Le nuage se dissipe mais les inquiétudes persistent. Après l’incendie de l’usine Lubrizol de Rouen — survenu dans la nuit de mercredi à jeudi — le préfet se veut rassurant vendredi matin. Le feu  a été éteint. Pourtant, l’odeur nauséabonde et les résidus de suie continuent d’inquiéter les habitants des 13 communes concernées. Quelles conséquences peut engendrer un tel sinistre ?

Dans la nuit de mercredi à jeudi, un incendie se déclare dans l’usine de Lubrizol à Rouen, classée Seveso et spécialisée dans la production d’additifs pour lubrifiants. Vers 2H40 du matin, les Rouennais sont réveillés par une odeur nauséabonde.
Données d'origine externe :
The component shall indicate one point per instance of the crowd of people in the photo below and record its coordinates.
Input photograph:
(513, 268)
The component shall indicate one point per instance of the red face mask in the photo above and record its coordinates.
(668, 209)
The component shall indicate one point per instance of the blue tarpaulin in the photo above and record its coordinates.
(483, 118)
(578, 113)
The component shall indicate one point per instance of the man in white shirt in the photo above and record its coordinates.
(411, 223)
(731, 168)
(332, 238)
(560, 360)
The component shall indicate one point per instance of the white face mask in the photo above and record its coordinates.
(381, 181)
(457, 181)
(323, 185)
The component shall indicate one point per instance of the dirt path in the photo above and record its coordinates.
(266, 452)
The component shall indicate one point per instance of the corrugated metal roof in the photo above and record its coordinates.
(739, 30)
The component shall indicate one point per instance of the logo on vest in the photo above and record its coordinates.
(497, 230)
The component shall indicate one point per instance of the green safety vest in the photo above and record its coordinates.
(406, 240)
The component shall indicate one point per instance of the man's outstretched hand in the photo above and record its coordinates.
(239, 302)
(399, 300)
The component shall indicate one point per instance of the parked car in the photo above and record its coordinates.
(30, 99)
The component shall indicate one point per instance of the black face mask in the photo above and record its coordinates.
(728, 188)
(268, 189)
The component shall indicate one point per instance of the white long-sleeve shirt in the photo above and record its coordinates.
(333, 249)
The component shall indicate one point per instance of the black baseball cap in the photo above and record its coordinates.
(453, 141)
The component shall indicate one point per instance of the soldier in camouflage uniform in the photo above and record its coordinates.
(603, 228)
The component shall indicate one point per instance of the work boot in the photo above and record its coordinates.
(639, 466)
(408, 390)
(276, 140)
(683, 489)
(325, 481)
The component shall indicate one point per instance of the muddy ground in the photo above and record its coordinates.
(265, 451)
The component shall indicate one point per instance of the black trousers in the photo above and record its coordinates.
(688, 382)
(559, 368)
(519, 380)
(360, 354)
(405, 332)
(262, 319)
Qu’est-ce qu’une usine classée Seveso ?

Seveso fait référence au drame survenu dans la villedu même nom du nord de l’Italie, en 1975. A l’époque, de la dioxine est rejetée accidentellement et provoque d’importants dégâts écologiques.

Aujourd’hui, le nom de Seveso est attribué à une réglementation européenne. Elle concerne les usines industrielles qui présentent les risques les plus importants et qui peuvent engendrer des conséquences graves en cas d’accident.  Ces sites, dits Seveso, sont classés en deux seuils : bas et haut (comme l’usine Lubrizol de Rouen), des classifications mesurées en fonction de la dangerosité des produits qu’ils abritent.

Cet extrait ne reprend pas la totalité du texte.